No Diploma But You Can Have Some Badges
I had a conversation with a colleague this week about adaptive learning systems and we drifted into talking about tools like the Khan Academy. That free online tutorials provider offers as an incentive "badges" to students for progress. I don't if many educators believe that getting an image icon that says you are a "Great Listener" because you watched 30 minutes of videos is actually "motivating" to students.
Collecting a certain number of those badges along with badges for passing standardized tests on the site, can earn you something like a "Master of Trigonometry."
Do you add that badge to your resume or application?

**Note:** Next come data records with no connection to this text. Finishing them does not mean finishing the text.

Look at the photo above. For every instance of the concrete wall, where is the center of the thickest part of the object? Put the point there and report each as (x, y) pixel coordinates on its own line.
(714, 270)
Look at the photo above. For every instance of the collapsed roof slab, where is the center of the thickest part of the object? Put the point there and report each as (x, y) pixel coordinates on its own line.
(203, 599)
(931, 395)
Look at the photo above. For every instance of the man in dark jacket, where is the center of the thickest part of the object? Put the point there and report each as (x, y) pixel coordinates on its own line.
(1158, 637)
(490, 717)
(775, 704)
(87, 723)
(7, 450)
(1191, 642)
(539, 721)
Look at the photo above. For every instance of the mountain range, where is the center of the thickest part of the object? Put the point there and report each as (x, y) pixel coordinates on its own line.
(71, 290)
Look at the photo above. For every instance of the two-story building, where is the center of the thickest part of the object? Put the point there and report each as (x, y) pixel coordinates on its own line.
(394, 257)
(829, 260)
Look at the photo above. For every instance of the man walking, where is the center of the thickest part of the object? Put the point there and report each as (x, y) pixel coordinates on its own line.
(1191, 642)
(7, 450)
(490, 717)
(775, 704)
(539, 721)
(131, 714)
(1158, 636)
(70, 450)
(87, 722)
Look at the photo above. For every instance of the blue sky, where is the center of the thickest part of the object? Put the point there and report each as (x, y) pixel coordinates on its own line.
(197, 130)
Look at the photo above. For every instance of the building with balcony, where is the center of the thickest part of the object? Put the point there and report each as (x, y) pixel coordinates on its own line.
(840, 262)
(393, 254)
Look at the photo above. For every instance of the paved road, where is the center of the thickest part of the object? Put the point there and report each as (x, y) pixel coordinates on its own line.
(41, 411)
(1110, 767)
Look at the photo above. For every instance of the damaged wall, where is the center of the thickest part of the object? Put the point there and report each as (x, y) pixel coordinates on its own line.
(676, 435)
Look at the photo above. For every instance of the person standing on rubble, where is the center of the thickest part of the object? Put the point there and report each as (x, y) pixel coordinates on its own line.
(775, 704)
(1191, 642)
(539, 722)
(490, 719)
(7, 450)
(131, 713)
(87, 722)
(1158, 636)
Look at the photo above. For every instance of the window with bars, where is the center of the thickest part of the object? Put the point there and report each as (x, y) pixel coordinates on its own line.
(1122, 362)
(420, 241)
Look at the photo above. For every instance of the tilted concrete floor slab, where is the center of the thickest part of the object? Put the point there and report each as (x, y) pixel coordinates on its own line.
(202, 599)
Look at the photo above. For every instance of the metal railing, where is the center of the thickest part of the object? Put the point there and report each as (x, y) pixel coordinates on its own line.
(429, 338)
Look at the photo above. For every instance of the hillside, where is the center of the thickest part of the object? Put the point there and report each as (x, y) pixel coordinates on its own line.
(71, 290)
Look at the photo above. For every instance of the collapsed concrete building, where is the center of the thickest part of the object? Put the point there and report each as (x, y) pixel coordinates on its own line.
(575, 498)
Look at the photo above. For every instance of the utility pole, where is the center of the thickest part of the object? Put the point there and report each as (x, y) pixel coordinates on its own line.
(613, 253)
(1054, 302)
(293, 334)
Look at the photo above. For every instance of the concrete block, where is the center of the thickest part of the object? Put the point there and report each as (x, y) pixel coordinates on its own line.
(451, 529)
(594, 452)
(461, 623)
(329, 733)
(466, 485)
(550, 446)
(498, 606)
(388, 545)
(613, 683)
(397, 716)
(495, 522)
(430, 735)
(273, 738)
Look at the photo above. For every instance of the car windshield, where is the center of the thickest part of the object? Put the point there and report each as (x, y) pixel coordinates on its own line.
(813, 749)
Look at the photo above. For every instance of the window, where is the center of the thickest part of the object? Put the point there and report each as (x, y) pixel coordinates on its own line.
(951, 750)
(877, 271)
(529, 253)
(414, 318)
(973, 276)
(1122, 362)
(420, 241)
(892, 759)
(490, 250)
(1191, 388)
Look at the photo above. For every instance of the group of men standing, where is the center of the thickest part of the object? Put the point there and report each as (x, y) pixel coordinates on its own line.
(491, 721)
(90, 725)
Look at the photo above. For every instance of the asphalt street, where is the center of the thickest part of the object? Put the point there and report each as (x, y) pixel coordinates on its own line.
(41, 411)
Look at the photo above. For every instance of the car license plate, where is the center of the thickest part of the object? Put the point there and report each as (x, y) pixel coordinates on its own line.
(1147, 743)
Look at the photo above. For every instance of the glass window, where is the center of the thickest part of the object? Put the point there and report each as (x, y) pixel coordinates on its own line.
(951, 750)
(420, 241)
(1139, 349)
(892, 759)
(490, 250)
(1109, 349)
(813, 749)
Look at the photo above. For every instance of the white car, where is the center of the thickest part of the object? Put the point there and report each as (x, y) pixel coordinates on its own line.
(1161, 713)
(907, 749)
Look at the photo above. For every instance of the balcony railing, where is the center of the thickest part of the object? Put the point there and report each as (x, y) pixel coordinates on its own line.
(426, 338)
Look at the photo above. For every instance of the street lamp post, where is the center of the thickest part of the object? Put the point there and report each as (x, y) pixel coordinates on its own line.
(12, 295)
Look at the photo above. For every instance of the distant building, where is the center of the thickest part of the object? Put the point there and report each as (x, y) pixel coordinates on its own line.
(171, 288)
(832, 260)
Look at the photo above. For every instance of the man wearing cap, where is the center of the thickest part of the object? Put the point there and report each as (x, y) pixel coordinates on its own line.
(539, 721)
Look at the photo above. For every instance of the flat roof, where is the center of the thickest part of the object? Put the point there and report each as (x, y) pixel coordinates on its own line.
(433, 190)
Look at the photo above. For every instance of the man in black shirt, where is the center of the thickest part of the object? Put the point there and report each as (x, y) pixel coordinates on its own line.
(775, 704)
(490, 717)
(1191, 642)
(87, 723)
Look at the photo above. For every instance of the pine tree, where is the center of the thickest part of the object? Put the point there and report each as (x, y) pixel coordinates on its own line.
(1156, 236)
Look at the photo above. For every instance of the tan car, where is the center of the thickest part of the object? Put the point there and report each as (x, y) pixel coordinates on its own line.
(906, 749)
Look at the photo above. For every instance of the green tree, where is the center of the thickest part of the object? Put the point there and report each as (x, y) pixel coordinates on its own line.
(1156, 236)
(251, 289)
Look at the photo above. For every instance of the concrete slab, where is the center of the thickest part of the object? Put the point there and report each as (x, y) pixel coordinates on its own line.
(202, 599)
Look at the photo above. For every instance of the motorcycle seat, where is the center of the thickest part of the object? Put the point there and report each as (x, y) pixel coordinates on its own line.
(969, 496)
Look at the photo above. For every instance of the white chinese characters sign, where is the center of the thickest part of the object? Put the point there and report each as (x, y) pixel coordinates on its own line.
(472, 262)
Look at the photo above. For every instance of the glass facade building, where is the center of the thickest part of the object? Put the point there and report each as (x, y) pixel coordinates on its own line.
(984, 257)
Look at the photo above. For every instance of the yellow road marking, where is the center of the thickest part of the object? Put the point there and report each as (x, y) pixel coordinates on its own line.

An article from the Chronicle.com points to these badges as being a new consideration for more traditional colleges and universities. They reference MIT's recent MITx learning system. Not unlike Khan Academy, students use self-paced online materials, take online tests and earn certificates. MIT also is teaming with OpenStudy, which runs online study groups, to give online badges to students.
To older readers, those badges might evoke scout achievement patches and for younger readers it will seem to follow videogame feedback incentives like power-ups.
Are we seeing the end of "standard" certifications and diplomas? Not yet, but as I have written before here, when the job market starts to accept new learning systems as training, schools had better be ready to respond.
If you follow the scouting and videogame models, we know that achieving milestones - some easy, some difficult - and getting regular and almost instantaneous feedback IS motivating. Are your students AS motivated by an "A" on a paper or even an "A" in the course?